The price of the earned dollar rises to 1,409 won: The DONG-A ILBO

The won-dollar exchange rate breached the 1,400 won to the dollar threshold for the first time since the 2008 global financial crisis due to the US Federal Reserve’s third “giant leap” of raising its key rate by 0.75% all at once. Worse still, it implied that the last two meetings of the Federal Open Market Committee (FOMC) (November and December) this year will raise the key rate by another 1.25%, leaving the global financial market in anxiety.

On Thursday, the won-dollar exchange rate registered 1,409.7 won, up 15.5 won from the previous trading day, on the Seoul Foreign Exchange Market. The closing exchange rate of 1,400 won was exceeded for the first time in 13.5 years since March 20, 2009, when it closed at 1,412.5 won. It even soared to 1,413.4 won Thursday at noon.

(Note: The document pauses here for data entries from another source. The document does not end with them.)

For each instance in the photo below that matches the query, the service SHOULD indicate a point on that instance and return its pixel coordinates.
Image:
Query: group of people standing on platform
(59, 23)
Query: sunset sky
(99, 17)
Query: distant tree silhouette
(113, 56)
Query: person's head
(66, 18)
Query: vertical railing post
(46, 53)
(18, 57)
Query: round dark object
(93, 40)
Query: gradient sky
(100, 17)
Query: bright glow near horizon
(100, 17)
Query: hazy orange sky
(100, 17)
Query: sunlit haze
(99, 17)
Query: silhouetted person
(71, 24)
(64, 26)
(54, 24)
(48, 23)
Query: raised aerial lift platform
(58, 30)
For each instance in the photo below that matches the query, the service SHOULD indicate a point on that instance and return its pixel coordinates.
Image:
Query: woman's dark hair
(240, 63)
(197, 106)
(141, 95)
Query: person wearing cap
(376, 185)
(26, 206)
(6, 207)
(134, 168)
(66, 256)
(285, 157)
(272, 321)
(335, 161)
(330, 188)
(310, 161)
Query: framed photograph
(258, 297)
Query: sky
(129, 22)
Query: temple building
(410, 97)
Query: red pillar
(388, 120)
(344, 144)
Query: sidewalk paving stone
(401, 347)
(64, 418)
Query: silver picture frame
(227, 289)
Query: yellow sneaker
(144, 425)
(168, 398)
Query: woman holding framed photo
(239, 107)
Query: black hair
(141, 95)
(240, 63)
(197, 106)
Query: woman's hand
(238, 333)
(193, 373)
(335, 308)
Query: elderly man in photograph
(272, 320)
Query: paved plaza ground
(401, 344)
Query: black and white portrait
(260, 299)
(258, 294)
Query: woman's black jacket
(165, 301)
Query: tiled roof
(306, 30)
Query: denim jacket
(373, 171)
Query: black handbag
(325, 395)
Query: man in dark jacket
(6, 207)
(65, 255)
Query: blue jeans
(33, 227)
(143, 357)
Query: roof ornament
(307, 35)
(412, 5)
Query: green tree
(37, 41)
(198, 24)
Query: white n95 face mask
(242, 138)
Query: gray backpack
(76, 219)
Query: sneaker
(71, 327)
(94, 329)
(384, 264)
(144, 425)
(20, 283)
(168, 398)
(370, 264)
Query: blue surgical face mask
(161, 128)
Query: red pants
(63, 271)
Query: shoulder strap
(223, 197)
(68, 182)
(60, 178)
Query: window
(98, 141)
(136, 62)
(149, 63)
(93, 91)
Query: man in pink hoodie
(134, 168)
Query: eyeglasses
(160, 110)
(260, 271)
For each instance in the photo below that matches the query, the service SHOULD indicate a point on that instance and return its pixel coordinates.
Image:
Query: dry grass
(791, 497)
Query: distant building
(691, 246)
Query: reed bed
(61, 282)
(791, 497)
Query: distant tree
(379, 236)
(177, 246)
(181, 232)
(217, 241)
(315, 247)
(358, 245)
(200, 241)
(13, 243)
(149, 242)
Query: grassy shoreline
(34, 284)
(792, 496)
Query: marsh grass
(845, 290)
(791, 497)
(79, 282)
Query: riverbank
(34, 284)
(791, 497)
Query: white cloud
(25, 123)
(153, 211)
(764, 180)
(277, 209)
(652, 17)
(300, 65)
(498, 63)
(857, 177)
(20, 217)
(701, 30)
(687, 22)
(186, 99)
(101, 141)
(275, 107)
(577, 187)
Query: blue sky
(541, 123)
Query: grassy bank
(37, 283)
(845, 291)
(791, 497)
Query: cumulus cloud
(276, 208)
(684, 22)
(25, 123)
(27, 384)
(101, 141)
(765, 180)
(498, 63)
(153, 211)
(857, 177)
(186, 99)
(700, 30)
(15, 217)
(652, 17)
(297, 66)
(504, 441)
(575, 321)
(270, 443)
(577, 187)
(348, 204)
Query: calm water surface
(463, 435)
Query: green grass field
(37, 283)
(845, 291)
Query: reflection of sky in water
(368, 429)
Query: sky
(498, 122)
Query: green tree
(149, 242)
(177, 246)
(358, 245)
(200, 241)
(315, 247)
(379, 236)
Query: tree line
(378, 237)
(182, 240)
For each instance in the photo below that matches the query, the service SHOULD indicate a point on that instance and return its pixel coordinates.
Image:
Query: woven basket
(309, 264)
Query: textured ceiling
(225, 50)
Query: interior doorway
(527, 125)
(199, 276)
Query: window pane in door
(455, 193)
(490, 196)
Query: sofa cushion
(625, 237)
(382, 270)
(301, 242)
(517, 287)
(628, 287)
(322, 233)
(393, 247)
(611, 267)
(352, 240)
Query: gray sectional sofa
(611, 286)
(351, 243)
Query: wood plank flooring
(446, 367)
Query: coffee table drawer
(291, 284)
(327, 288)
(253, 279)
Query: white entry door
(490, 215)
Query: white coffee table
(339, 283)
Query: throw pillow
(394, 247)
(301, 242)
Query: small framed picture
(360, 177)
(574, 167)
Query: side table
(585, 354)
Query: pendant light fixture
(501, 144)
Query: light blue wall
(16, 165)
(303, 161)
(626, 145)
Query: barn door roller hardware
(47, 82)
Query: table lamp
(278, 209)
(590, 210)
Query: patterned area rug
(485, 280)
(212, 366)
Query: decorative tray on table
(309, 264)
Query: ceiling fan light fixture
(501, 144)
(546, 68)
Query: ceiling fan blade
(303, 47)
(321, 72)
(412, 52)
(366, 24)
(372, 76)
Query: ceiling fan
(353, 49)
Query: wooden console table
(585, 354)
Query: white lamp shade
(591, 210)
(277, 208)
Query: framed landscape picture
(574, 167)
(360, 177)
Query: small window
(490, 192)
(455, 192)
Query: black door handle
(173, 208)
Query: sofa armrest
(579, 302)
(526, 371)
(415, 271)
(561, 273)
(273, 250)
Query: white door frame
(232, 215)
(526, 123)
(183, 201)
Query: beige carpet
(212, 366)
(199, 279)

Although the South Korean government and foreign exchange authorities not only made official verbal interventions in the market, but also practically got involved in selling dollars to support the won, the market eventually broke through the psychologically important level. of 1,400 to the dollar. With increasing volatility in the foreign exchange market, the Financial Stress Index (FSI), a yardstick for judging the degree of stress in the global financial system, registered as high as 17.6 last month, approaching the significant level of stress (more than 22).

As the Fed took the 3rd “giant leap” on Wednesday (local time), the US key interest rate fell from 2.25-2.50% annualized to 3.0-3.25% annualized. Compared to South Korea’s policy rate of 2.5% annualized, the highest rate of 3.25% is 0.75% higher. As the Fed signaled another “giant leap”, the global financial market was thrown into a state of shock.

Based on dot chart data on Fed members’ outlook for the U.S. key interest rate, it will hit 4.4% on an annualized basis by the end of this year, rising further to 4.6% at an annualized rate. Federal Reserve Chairman Jerome Powell told a news conference on Wednesday that despite some level of recovery in the supply chain, inflation remains high, adding that the Fed will not consider lowering. the key interest rate until it is certain that inflation is on the decline. way to the two percent target. His message implied a substantial hike in the key rate thereafter.

Shivering with the nightmare of the “leaps and bounds”, the global market worries about an economic slowdown, while a stronger dollar puts enormous pressure on the market. The U.S. dollar index, a measure of the average value of the U.S. dollar against six major foreign currencies, rose to the 111 level to hit a 20-year high. On Thursday, the dollar-yen exchange rate on the Tokyo foreign exchange market rose above 145 yen for the first time in 24 years during intraday trading.